The Dead Weather – Dodge and Burn: #930 of best 1,000 albums ever!

The Dead Weather - Dodge and Burn

Why is The Dead Weather’s Dodge and Burn on my best 1,000 albums ever list?

It gets under your skin, holding a dark, rocking, and compelling power.

Some stats & info about The Dead Weather – Dodge and Burn

  • What kind of musical stylings does this album represent? Rock, Garage Rock, Hard Rock, Alternative Rock, Indie Rock, Rock Music
  • Rolling Stone’s greatest 500 albums ranking – not ranked!
  • All Music’s rating4 out of 5 stars
  • When was Dodge and Burn released? 2015
  • My ranking, the one you’re reading right now – #930 out of 1,000

The Dead Weather’s Dodge and Burn on Spotify

What does the “best 1,000 albums ever” mean and why are you doing this?

Yeah, I know it’s audacious, a little crazy (okay, maybe a lot cray cray), bordering on criminal nerdery.

But here’s what it’s NOT: a definitive list of the Greatest Albums of All-Time. This is 100% my own personal super biased, incredibly subjective take on what my top 1,000 albums are, ranked in painstaking order over the course of doing research for nearly a year, Rob from High Fidelity style. Find out more about why I embarked on a best 1,000 albums ever project.

What does The Dead Weather’s Dodge and Burn mean to me? What does it make me feel? Why is it exciting or compelling?

While The Dead Weather is a “super group” of sorts, including Jack White (The White Stripes, The Raconteurs), Alison Mosshart (The Kills), Dean Fertita (Queens of the Stone Age), and “Little Jack” Lawrence (The Raconteurs), I’ve long considered it the oddest and most experimental of Jack White’s projects.

For those reasons, I find The Dead Weather to be far less accessible than The White Stripes and The Raconteurs on the hold. But once you let it, and Dodge and Burn, under your skin, it holds a dark, rocking, and compelling power.
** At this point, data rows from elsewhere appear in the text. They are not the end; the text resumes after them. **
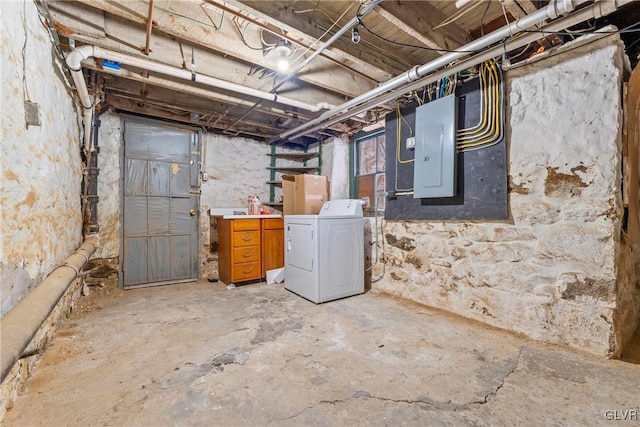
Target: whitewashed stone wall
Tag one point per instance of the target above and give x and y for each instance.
(339, 173)
(40, 177)
(551, 272)
(110, 142)
(237, 168)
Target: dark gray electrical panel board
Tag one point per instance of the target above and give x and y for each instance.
(434, 168)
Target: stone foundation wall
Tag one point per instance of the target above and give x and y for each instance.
(552, 272)
(40, 166)
(14, 381)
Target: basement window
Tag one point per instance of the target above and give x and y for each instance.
(368, 177)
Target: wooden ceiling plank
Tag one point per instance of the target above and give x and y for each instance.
(167, 51)
(417, 19)
(520, 8)
(301, 30)
(226, 41)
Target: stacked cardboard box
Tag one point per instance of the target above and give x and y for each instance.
(304, 194)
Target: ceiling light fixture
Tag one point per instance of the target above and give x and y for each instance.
(355, 35)
(283, 50)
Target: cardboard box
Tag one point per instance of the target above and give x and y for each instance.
(288, 193)
(311, 191)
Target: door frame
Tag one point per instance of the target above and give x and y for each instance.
(194, 192)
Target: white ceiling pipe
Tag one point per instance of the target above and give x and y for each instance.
(552, 11)
(591, 12)
(163, 82)
(85, 100)
(75, 58)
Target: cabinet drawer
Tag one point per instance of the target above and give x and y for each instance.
(246, 224)
(246, 254)
(273, 223)
(246, 271)
(246, 238)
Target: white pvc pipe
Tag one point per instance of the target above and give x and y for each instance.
(594, 11)
(75, 58)
(551, 11)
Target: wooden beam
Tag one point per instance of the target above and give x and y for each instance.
(183, 20)
(300, 29)
(173, 52)
(417, 19)
(130, 105)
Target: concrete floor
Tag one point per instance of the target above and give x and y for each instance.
(198, 354)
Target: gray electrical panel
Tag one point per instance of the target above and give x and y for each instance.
(434, 169)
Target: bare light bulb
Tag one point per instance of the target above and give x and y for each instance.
(283, 64)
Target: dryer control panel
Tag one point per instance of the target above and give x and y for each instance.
(342, 207)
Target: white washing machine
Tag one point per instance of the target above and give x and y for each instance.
(324, 253)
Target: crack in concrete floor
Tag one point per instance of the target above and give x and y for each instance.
(355, 361)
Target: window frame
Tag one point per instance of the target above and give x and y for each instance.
(354, 168)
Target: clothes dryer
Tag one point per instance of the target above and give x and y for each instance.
(324, 253)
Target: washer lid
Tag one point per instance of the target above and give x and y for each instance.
(342, 207)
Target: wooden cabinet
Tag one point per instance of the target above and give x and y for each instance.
(249, 247)
(272, 244)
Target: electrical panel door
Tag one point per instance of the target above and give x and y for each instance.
(434, 170)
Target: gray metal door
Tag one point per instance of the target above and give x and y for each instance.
(160, 212)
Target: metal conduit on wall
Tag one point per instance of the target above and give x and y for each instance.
(418, 76)
(20, 325)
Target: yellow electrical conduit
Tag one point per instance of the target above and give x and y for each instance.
(480, 134)
(484, 101)
(494, 132)
(487, 105)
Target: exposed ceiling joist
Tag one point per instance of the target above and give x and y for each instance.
(173, 18)
(299, 28)
(417, 19)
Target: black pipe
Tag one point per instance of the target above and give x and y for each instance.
(91, 198)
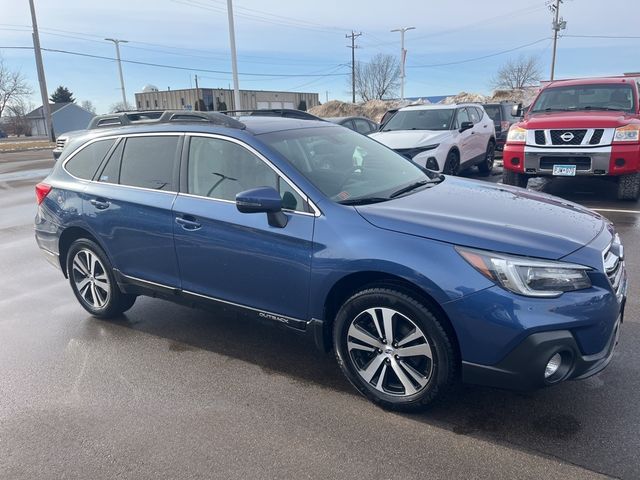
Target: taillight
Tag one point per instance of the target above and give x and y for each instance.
(42, 190)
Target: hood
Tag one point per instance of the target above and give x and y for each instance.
(490, 217)
(578, 119)
(410, 138)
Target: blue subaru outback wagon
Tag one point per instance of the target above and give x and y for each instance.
(414, 279)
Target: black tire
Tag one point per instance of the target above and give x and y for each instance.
(486, 166)
(516, 179)
(452, 163)
(629, 187)
(92, 281)
(425, 377)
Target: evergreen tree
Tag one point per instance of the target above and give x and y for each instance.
(62, 95)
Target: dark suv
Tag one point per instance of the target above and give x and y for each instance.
(414, 278)
(501, 114)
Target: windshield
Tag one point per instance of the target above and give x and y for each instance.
(494, 112)
(346, 166)
(586, 97)
(431, 119)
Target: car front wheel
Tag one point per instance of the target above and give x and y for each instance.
(393, 349)
(92, 281)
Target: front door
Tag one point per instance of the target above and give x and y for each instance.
(238, 257)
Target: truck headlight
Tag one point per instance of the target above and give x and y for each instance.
(528, 276)
(628, 133)
(517, 134)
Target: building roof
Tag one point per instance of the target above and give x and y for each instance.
(37, 113)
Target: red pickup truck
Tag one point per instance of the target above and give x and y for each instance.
(583, 127)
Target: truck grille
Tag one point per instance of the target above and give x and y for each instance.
(614, 266)
(597, 136)
(581, 163)
(572, 137)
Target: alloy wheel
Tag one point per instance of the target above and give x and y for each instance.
(390, 352)
(90, 279)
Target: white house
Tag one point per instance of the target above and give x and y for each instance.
(64, 116)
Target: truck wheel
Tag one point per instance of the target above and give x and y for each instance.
(516, 179)
(629, 186)
(393, 349)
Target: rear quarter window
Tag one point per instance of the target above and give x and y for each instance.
(85, 162)
(150, 162)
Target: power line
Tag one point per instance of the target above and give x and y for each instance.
(176, 67)
(475, 59)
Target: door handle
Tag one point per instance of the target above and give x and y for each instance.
(188, 222)
(100, 203)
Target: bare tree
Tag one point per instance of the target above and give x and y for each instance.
(378, 78)
(518, 74)
(13, 87)
(18, 124)
(88, 105)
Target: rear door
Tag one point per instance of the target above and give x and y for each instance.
(238, 257)
(129, 206)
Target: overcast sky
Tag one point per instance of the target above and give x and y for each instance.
(302, 37)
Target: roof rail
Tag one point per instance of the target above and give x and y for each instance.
(138, 117)
(274, 112)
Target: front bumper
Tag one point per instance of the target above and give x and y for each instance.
(523, 368)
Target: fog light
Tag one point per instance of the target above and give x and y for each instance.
(553, 365)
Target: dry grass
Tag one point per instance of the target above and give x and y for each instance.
(16, 146)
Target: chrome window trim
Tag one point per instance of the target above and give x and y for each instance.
(316, 211)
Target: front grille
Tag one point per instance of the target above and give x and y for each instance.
(614, 266)
(581, 163)
(574, 137)
(597, 136)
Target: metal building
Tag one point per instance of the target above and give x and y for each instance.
(221, 99)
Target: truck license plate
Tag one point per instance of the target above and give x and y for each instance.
(564, 170)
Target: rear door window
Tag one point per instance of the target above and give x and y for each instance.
(85, 163)
(150, 162)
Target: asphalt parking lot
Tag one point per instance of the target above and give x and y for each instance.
(171, 392)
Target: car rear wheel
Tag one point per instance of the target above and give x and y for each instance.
(629, 187)
(92, 281)
(393, 349)
(516, 179)
(487, 164)
(452, 164)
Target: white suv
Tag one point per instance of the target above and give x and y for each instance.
(445, 138)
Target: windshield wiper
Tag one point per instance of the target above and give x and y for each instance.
(413, 186)
(363, 200)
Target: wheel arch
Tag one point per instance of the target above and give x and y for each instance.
(348, 285)
(70, 235)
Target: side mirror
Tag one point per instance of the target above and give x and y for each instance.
(516, 110)
(263, 200)
(465, 126)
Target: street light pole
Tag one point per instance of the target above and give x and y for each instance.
(117, 43)
(234, 61)
(46, 110)
(403, 57)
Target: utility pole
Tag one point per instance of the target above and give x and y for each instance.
(46, 111)
(353, 47)
(234, 61)
(558, 24)
(197, 94)
(403, 57)
(117, 43)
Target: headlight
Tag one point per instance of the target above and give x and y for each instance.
(517, 134)
(528, 276)
(628, 133)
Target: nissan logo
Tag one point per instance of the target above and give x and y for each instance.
(567, 136)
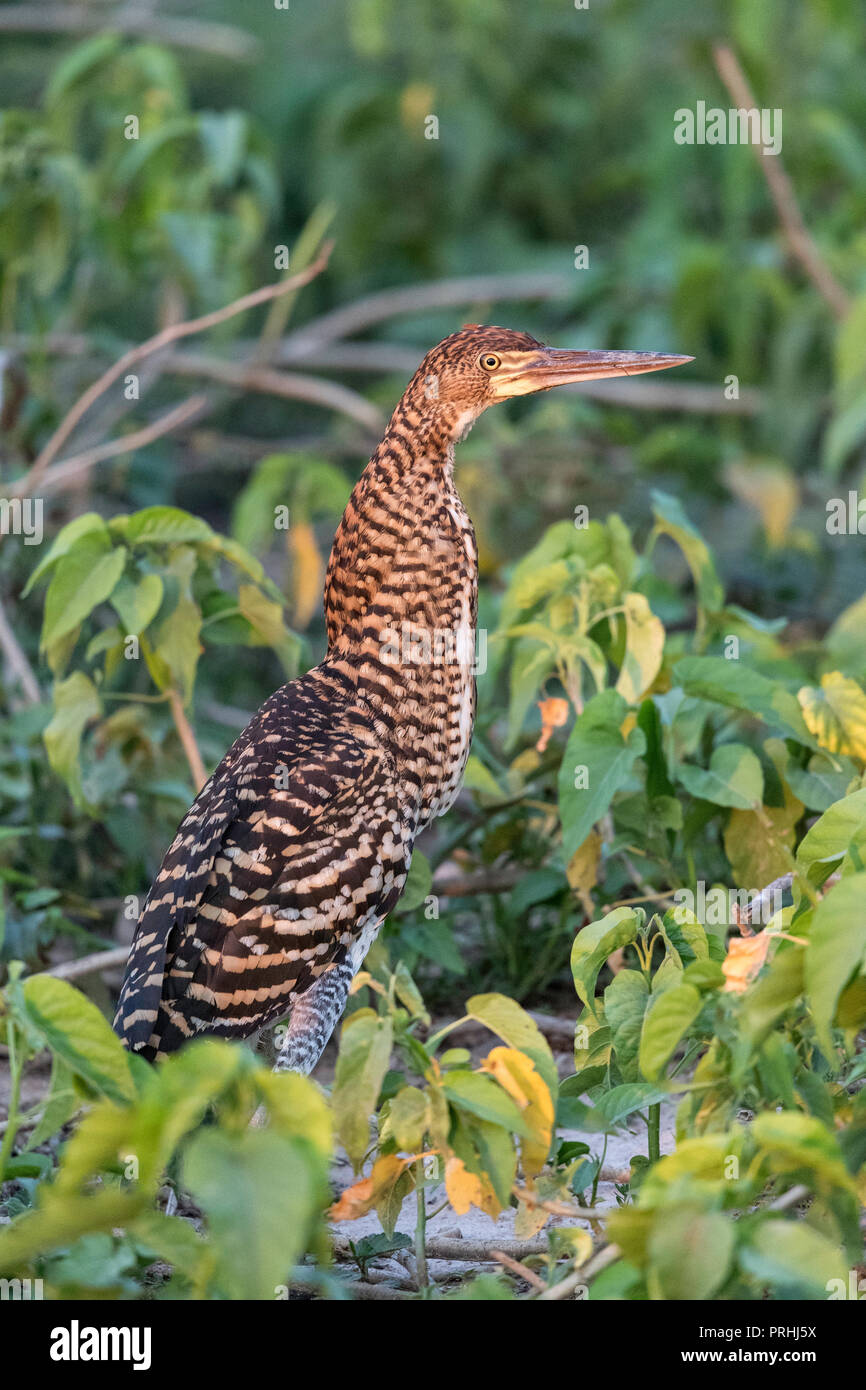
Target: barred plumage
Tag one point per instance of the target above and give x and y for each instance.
(299, 844)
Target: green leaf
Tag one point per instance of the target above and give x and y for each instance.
(626, 1001)
(178, 645)
(260, 1193)
(59, 1105)
(84, 578)
(75, 704)
(734, 777)
(673, 521)
(669, 1019)
(66, 540)
(690, 1253)
(77, 1032)
(598, 762)
(364, 1051)
(163, 526)
(409, 1118)
(836, 951)
(513, 1025)
(644, 648)
(793, 1260)
(484, 1097)
(622, 1101)
(794, 1143)
(829, 838)
(498, 1155)
(136, 602)
(595, 943)
(779, 986)
(738, 687)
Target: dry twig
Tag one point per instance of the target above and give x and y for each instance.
(167, 335)
(801, 243)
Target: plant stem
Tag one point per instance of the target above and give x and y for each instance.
(652, 1132)
(11, 1125)
(420, 1226)
(188, 740)
(598, 1173)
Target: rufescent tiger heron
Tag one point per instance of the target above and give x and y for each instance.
(299, 845)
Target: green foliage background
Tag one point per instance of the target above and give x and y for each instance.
(708, 521)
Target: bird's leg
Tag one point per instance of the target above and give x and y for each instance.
(313, 1018)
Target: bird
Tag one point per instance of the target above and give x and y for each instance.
(299, 844)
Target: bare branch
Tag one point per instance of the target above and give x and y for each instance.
(71, 470)
(161, 339)
(444, 293)
(781, 191)
(289, 385)
(93, 963)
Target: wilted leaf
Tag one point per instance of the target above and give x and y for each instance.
(836, 715)
(644, 648)
(364, 1051)
(517, 1076)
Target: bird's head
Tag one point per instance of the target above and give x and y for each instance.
(481, 364)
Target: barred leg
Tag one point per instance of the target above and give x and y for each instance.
(313, 1018)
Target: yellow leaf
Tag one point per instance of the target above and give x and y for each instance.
(770, 489)
(744, 959)
(644, 648)
(307, 571)
(553, 715)
(836, 715)
(463, 1189)
(517, 1075)
(359, 1198)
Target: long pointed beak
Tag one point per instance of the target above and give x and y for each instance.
(560, 367)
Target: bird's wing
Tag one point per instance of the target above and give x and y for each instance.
(298, 841)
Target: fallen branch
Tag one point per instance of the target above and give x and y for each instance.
(167, 335)
(444, 293)
(93, 963)
(464, 1251)
(801, 243)
(605, 1257)
(690, 396)
(77, 467)
(531, 1278)
(271, 382)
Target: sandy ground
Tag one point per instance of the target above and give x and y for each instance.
(474, 1226)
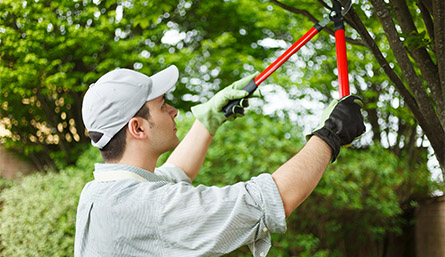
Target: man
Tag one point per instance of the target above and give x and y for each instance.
(134, 209)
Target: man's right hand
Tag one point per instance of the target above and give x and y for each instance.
(210, 114)
(341, 123)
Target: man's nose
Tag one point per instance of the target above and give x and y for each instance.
(173, 111)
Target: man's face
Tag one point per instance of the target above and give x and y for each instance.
(162, 127)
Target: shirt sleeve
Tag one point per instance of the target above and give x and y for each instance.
(172, 173)
(209, 221)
“Three Dollar Hat” was my initial hook into the album. With an opening super dark and moody guitar riff and cowbell reminiscent of “I Cut Like a Buffalo” (by far my favorite Dead Weather track), it then veers into really weird territory, like Beck took some downers with Jack White (and “Three Dollar Hat” sounds like it could be a Beck song title, doesn’t it?) and they then proceeded to make a hip hop song. Then the guitars fire up and it’s a hellaciously dark and effective rocker. And it all works like some strange amalgam.

Jack White’s vocals on “Rough Detective” make it sound like a dark Raconteurs song, but it’s Mosshart’s vocals that really help take it next level, and right now it’s my favorite song on the album.

“I Feel Love (Every Million Miles)” is a fun (by Dead Weather standards) hard rocker, with deliciously heavy Led Zeppelin-esque guitar riff. Something tells me Jimmy Paige would approve.

I also appreciate music videos like this one that are super simple while effectively enhancing the mood of the song.